Basically, the draft order — circulated by FCC Chair Tom Wheeler and Commissioner Mignon Clyburn on Tuesday — proposes that low income consumers could apply the $9.25 per month to broadband service as well as bundled voice and data service packages as part of the FCC’s Lifeline program. Building on the Commission’s 2012 reforms, the order would reportedly establish a National Eligibility Verifier to try to deter waste, fraud and abuse, which has been a past criticism.

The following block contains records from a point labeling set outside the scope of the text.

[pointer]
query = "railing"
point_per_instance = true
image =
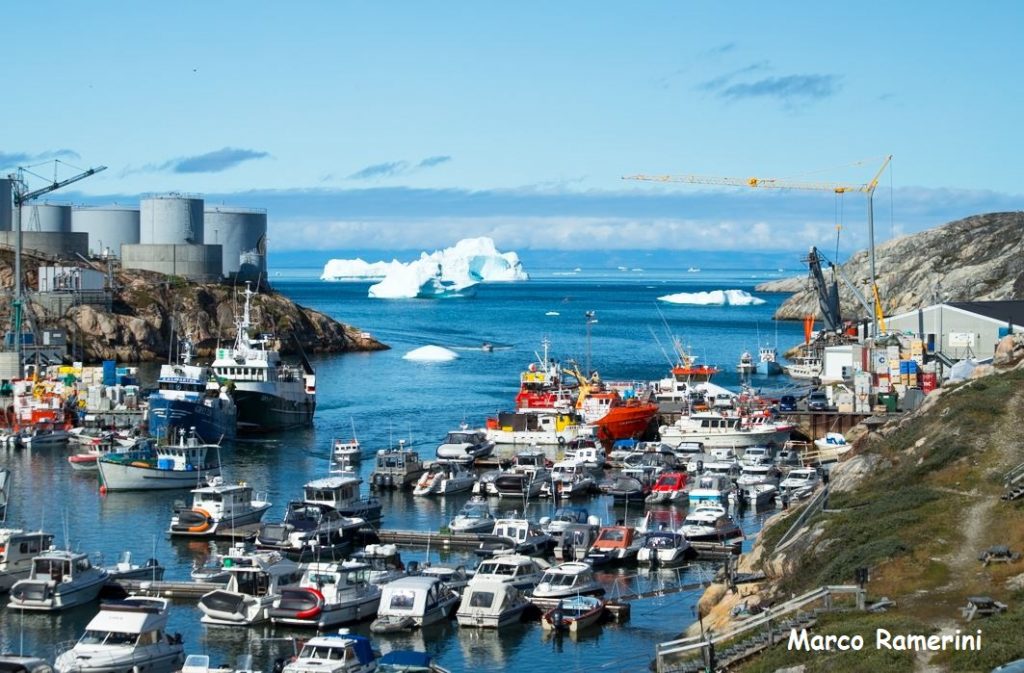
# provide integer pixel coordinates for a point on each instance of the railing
(696, 644)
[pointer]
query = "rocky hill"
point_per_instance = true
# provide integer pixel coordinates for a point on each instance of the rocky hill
(976, 258)
(145, 304)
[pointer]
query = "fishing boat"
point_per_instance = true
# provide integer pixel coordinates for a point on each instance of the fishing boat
(185, 464)
(336, 653)
(573, 615)
(414, 601)
(327, 596)
(396, 468)
(190, 395)
(269, 393)
(491, 603)
(567, 579)
(256, 579)
(126, 635)
(17, 548)
(443, 478)
(218, 508)
(58, 580)
(475, 516)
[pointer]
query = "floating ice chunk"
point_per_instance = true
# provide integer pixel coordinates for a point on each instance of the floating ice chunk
(431, 354)
(715, 297)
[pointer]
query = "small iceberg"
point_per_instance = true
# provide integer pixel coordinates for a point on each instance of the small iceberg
(431, 354)
(714, 298)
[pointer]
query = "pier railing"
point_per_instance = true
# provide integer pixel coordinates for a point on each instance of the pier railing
(692, 653)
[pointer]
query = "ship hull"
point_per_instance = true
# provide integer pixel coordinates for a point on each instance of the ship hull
(211, 421)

Consumer groups generally came out on the pro side, including Public Knowledge. “The proposal not only modernizes the Lifeline program, but it also takes significant steps to protect the integrity of the universal service fund and ensure Lifeline remains sustainable into the future,” Phillip Berenbroick, counsel for government affairs at Public Knowledge, says.

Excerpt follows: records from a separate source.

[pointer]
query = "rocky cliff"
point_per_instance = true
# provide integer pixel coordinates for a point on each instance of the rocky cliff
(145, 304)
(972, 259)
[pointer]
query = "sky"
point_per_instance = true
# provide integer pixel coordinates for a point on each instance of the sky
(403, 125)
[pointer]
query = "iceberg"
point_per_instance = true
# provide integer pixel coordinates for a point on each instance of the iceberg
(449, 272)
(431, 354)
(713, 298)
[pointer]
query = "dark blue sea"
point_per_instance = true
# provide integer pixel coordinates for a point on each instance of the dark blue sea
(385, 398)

He adds that the proposal increases competition by allowing more broadband providers to offer Lifeline-supported service. “It also establishes a third-party verifier and sets minimum broadband standards while eliminating virtually any potential for fraud,” Berenbroick concludes.
Comcast blogged its general approval of the FCC proposal, but added the caveat that cost is not the only issue with broadband adoption. David L. Cohen, senior executive vice president and chief diversity officer in public policy at Comcast, says that the program only addresses one of the obstacles.

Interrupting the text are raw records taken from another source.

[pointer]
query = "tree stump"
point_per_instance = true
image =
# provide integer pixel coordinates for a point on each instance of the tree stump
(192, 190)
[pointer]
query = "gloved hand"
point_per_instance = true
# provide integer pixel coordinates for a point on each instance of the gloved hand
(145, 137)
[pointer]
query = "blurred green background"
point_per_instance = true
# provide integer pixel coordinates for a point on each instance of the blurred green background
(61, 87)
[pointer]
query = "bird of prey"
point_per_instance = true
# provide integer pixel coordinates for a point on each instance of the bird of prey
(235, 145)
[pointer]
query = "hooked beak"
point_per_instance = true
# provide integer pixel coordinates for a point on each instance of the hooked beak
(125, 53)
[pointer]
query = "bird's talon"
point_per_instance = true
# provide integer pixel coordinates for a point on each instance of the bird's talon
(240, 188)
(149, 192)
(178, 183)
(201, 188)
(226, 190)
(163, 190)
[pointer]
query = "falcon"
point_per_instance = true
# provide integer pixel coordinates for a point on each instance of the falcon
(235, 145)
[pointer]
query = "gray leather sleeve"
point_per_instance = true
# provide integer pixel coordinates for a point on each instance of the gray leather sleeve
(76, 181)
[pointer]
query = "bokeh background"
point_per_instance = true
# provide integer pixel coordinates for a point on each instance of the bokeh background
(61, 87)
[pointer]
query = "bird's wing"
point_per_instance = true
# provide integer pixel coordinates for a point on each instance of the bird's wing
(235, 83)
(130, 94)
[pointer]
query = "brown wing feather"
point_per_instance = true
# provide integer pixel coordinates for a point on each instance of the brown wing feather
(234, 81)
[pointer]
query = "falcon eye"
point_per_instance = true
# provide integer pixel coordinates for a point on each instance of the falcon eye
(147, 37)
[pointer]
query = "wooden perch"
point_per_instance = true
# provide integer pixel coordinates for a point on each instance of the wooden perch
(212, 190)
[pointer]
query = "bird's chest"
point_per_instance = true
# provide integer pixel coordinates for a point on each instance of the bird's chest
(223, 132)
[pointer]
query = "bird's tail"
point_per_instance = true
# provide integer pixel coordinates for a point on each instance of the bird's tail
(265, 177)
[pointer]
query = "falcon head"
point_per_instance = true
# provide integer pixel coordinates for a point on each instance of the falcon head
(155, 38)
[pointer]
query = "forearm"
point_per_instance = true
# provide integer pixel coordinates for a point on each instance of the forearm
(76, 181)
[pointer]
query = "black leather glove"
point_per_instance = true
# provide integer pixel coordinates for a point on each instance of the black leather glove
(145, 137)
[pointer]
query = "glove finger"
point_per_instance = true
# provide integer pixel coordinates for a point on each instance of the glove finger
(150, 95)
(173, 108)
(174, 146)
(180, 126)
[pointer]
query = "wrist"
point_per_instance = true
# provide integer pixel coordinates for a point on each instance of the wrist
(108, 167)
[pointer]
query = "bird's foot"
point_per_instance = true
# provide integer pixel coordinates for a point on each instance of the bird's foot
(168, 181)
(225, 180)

“Rigorous quantitative research by the Census Bureau and NTIA and economists at the FCC has shown that the primary barrier to adoption is not the cost of the service, but rather is a bucket of digital literacy issues, including a perceived lack of relevance of the Internet and a lack of understanding as to its value or usefulness,” Cohen says. “For example, in October 2014, the NTIA found that 48% of households who do not adopt broadband cited lack of need/lack of interest as the main reason.”
Cohen also underlines that careful attention must remain on eliminating waste, fraud, and abuse in the program, especially since the service is financed by U.S. consumers.
FCC Commissioner Michael O’Rielly came out swinging immediately after the proposal was circulated with the following statement: “I haven’t had a chance to review all 150 pages yet, but as usual, the ‘Fact Sheet’ released this morning raises more questions than answers. It’s impossible to tell whether the ‘budget mechanism’ is actually a budget in any real sense of the word.”
Previously, he’s been very vocal about his worries surrounding the expansion of Lifeline. In a blog he posted last week, he asked for a “hard budget” on any reform.
“Failing a major change in direction, the FCC is preparing to massively expand the size and scope of the Lifeline Program without the necessary inclusion of a hard budget or financial constraints,” O’Rielly states in that March 3 post. “Such irresponsible action will balloon a program plagued by waste, fraud and abuse and result in higher phone bills for every American – including those already struggling in the current economy. In sum, it’s a recipe for disaster, and I can’t and won’t be part of it.”
The proposed order will be voted on by the FCC on March 31.